Three weeks later, on February 15th at 9:40 p.m., an explosion on board the Maine occurred in the Havana Harbor. Later investigations revealed that more than 5 long tons (5.1 t) of powder charges for the vessel's 6 and 10 in (150 and 250 mm) guns had detonated, virtually obliterating the forward third of the ship. The remaining wreckage rapidly settled to the bottom of the harbor.

Most of the Maine's crew were sleeping or resting in the enlisted quarters in the forward part of the ship when the explosion occurred. Two hundred and sixty-six men lost their lives as a result of the explosion or shortly thereafter, and eight more died later from injuries.

Captain Charles Sigsbee and most of the officers survived because their quarters were in the aft portion of the ship. Altogether, there were only 89 survivors, 18 of whom were officers. On 28 March, the US Naval Court of Inquiry in Key West declared that a naval mine caused the explosion.

The explosion was a precipitating cause of the Spanish-American War that began in April 1898. Advocates of the war used the rallying cry, "Remember the Maine! To hell with Spain!" The episode focused national attention on the crisis in Cuba but was not cited by the William McKinley administration as a casus belli, though it was cited by some who were already inclined to go to war with Spain over their perceived atrocities and loss of control in Cuba.

Destruction of the War Ship Maine according The New York Journal

April 25 of 1898, as a result of pressures of public opinion in the United States following the explosion of Maine, the United States declared the war to Spain. The United States invaded with troops to Cuba in June 20 of 1898. After the Spanish fleet was sinked in the outskirts of Santiago de Cuba and of several battles in the surroundings of Santiago de Cuba (helped by Cuban troops under General Calixto García's command), and also in Puerto Rico and Philippines, Spain entered in negociations of peace.

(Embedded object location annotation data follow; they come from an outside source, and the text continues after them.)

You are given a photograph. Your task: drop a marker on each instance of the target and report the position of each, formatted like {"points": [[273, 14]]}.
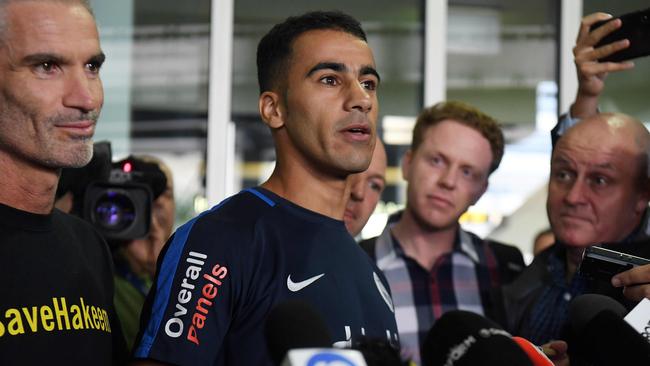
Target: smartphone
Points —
{"points": [[602, 264], [636, 28]]}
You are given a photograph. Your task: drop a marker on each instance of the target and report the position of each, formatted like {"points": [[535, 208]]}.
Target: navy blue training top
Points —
{"points": [[221, 273]]}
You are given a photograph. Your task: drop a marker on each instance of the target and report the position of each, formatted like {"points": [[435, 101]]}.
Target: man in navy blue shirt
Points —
{"points": [[221, 273]]}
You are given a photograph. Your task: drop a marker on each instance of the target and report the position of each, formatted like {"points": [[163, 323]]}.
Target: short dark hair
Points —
{"points": [[465, 114], [274, 50]]}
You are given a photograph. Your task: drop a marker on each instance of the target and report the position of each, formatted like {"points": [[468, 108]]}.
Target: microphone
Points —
{"points": [[296, 335], [639, 318], [533, 352], [464, 338], [601, 336]]}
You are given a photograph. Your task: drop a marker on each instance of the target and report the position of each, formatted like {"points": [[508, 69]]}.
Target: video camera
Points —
{"points": [[115, 197]]}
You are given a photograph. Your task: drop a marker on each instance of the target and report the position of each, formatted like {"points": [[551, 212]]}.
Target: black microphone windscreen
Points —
{"points": [[608, 340], [378, 352], [295, 324], [585, 307], [465, 338]]}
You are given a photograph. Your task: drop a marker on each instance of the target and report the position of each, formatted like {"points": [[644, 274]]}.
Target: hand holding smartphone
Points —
{"points": [[635, 27], [602, 264]]}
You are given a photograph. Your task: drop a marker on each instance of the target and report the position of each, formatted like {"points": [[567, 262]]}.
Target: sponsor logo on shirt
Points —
{"points": [[297, 286], [175, 326], [61, 315]]}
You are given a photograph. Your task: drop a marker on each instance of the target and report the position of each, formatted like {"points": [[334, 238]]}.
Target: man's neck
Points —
{"points": [[26, 187], [424, 244], [573, 258], [323, 194]]}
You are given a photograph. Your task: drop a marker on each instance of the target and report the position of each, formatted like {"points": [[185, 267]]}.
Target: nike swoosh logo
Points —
{"points": [[297, 286]]}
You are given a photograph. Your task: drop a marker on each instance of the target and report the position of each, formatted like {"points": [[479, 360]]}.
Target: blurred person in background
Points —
{"points": [[431, 263], [365, 191], [598, 193], [55, 271], [135, 260], [543, 240]]}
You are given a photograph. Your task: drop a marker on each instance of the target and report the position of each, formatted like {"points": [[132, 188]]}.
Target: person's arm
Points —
{"points": [[635, 282], [591, 72]]}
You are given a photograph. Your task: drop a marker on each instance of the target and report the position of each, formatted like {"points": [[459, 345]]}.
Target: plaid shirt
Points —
{"points": [[460, 280]]}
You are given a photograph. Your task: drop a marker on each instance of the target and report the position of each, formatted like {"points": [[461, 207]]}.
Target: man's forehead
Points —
{"points": [[44, 27], [603, 156], [331, 45]]}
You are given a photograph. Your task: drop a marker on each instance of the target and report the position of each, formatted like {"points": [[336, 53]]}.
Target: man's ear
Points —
{"points": [[406, 164], [480, 193], [270, 109]]}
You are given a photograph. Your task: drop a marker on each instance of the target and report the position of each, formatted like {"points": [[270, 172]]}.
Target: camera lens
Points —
{"points": [[114, 210]]}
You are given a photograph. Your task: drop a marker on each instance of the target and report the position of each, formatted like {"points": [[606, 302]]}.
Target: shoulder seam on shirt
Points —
{"points": [[261, 196]]}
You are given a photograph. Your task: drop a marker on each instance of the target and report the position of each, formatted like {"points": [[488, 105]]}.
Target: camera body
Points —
{"points": [[119, 208], [116, 197]]}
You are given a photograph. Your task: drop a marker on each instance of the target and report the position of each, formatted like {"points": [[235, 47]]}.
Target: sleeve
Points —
{"points": [[194, 297]]}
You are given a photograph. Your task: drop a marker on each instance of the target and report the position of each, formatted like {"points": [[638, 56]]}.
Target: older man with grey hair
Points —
{"points": [[598, 193], [55, 270]]}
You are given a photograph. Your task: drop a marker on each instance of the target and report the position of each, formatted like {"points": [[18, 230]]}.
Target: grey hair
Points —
{"points": [[3, 18]]}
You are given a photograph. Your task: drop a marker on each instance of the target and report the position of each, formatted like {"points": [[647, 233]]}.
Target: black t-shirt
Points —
{"points": [[222, 273], [56, 291]]}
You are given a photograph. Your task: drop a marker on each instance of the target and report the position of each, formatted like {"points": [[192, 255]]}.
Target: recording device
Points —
{"points": [[602, 264], [464, 338], [639, 318], [636, 28], [296, 335], [600, 336], [115, 197], [534, 353]]}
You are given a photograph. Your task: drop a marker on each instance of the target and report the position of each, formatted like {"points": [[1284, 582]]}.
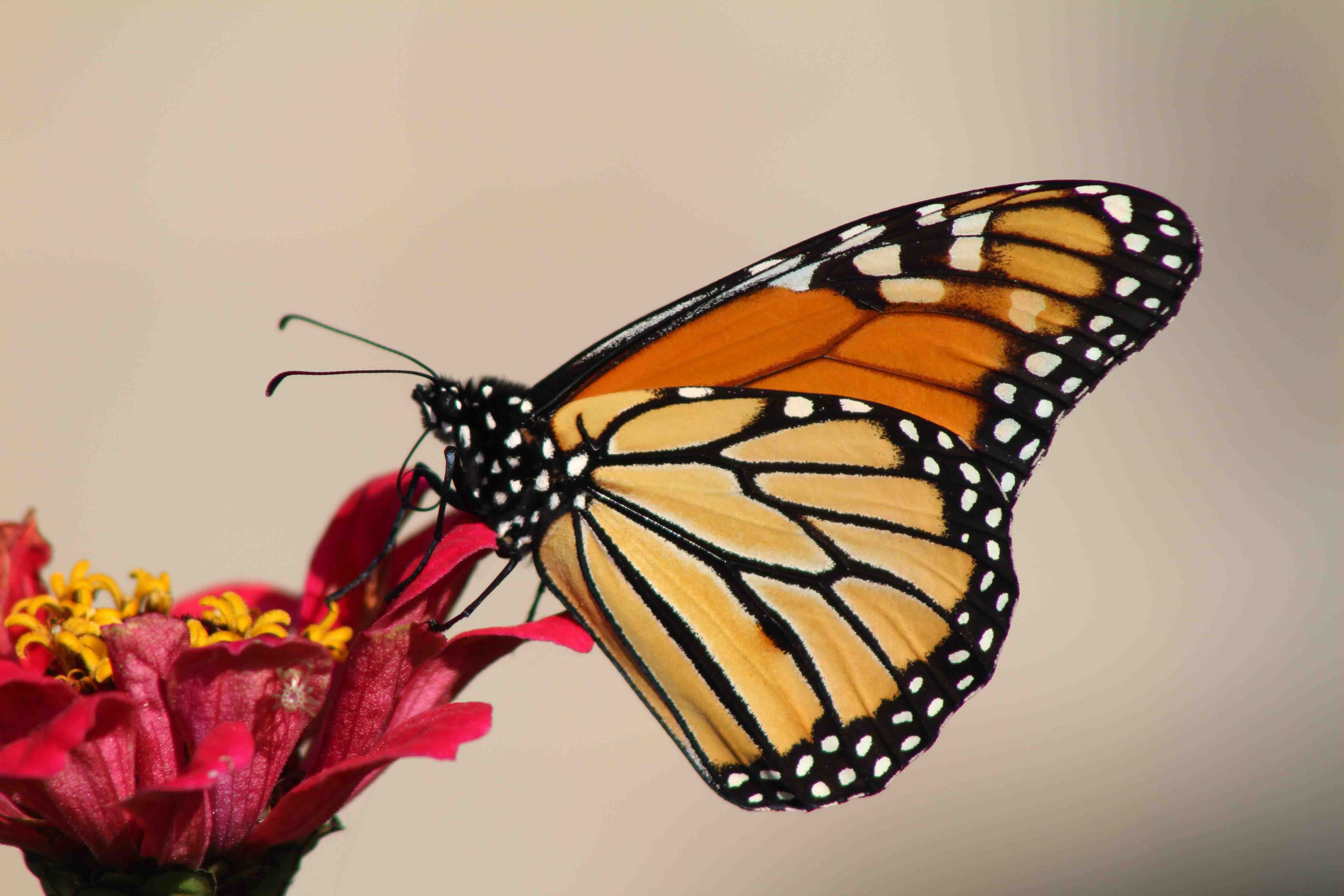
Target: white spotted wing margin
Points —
{"points": [[802, 587]]}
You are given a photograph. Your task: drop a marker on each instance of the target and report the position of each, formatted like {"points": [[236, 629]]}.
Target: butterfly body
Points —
{"points": [[781, 504]]}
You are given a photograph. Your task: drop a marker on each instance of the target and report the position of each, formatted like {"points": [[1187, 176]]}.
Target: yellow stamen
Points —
{"points": [[68, 622], [152, 593], [335, 640]]}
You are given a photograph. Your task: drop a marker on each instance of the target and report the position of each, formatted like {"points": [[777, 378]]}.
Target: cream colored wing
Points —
{"points": [[802, 587]]}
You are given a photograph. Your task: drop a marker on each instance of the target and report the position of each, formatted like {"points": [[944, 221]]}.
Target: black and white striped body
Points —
{"points": [[509, 472]]}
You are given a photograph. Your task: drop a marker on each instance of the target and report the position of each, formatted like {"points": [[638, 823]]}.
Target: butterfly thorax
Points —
{"points": [[502, 471]]}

July 16 of 1898 Spain signed a treaty of peace in Santiago de Cuba. This was followed of a formal treaty signed in Paris in December 10 of 1898 that it finished the Spanish dominance of Cuba. It's to notes that the total duration of the Hispanic-American war was for only 3 single months.

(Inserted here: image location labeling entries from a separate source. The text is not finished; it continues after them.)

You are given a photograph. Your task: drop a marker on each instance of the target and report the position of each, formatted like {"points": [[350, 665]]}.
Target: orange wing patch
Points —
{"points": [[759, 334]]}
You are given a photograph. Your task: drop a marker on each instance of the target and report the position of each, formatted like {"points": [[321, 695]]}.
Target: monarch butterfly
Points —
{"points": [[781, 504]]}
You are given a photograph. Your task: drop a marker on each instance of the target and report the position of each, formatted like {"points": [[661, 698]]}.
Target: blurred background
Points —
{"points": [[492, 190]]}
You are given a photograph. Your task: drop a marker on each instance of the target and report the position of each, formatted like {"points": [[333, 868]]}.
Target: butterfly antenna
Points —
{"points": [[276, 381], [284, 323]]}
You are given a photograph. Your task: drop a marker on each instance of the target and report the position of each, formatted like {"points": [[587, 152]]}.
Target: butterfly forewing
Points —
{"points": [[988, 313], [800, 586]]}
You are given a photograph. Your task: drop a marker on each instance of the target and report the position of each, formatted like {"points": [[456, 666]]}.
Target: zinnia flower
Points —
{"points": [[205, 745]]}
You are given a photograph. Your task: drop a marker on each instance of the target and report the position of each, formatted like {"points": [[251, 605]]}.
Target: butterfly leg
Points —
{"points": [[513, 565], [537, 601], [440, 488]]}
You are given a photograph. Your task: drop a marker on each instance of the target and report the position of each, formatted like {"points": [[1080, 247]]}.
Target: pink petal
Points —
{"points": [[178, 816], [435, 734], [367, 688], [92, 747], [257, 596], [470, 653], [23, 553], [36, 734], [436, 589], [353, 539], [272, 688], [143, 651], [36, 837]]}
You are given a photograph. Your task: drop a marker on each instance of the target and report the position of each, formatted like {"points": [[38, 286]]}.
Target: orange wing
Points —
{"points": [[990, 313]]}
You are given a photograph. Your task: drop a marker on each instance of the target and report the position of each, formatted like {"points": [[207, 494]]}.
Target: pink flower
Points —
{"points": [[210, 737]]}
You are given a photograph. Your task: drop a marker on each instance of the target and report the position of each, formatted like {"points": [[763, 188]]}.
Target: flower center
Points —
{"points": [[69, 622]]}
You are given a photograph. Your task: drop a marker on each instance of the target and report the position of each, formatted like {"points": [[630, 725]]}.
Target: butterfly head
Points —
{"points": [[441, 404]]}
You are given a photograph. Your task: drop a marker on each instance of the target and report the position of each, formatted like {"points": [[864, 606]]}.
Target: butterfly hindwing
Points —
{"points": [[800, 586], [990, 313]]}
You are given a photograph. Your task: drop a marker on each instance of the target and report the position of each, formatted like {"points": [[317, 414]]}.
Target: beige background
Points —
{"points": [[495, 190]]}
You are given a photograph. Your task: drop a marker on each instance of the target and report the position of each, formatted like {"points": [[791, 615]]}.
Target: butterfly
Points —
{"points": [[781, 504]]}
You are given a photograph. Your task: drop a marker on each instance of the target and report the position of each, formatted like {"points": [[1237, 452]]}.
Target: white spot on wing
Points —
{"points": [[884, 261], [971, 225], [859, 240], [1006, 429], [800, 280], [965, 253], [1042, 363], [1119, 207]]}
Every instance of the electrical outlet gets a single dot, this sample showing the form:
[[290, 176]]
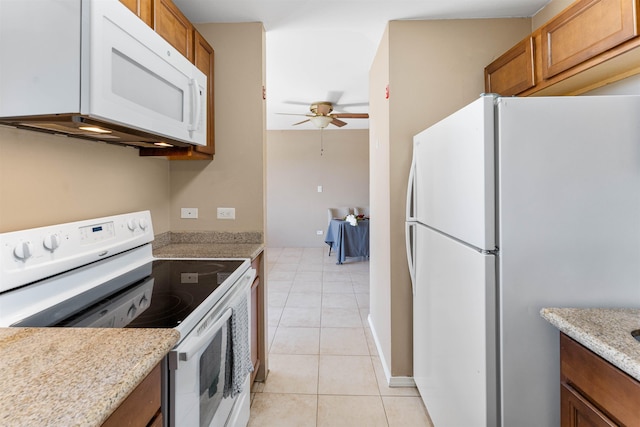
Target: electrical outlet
[[226, 213], [189, 213]]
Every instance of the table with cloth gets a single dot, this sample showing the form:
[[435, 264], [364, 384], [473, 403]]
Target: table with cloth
[[348, 240]]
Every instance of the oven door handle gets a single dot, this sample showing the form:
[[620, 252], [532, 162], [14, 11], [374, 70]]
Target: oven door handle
[[199, 341]]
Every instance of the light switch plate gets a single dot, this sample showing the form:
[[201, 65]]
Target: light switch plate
[[189, 213], [226, 213]]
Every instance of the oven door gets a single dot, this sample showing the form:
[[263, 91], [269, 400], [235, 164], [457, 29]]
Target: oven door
[[200, 369]]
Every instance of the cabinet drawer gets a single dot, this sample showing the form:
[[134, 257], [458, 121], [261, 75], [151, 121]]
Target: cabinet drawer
[[584, 30], [142, 405], [512, 72], [606, 387]]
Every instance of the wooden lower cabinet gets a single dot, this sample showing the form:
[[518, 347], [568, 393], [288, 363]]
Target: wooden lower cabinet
[[258, 298], [593, 391], [142, 407], [578, 411]]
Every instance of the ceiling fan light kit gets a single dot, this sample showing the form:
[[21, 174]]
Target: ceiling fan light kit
[[321, 121]]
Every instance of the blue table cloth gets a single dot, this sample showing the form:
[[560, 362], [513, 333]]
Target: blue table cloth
[[348, 240]]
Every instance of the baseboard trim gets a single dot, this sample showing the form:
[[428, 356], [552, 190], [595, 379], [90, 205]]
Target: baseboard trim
[[391, 381]]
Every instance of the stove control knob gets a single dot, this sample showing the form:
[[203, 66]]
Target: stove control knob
[[131, 313], [51, 242], [132, 224], [23, 251], [144, 302]]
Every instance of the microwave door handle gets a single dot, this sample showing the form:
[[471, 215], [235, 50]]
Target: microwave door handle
[[196, 105], [198, 342]]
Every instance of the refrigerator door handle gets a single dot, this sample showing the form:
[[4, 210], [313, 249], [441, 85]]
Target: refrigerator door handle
[[411, 192], [410, 241]]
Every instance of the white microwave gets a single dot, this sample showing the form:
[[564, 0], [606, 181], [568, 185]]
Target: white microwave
[[92, 69]]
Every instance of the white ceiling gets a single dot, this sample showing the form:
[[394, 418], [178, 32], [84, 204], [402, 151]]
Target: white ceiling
[[322, 50]]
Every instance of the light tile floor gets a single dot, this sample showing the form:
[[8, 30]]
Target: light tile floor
[[324, 369]]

The treaty of Paris put an end to the conflict between Spain and the United States. In its Article 1: "Spain renounces all right of sovereignty and property of Cuba. In attention to that this Island, when it is evacuated by Spain, will be occupied by the United States. The United States, while its occupation lasts, they will take on it and they will complete the obligations that for the fact of occupying it imposes them the International Law, for the protection of lives and properties."

This treaty resulted in that The Republic of Cuba was formally instituted May of 1902, 20 and its constitution integrated the amendment Platt, authorizing the North American intervention in the matters of the country and the installation of two naval bases in Cuba, in compensation of privileges customs officers.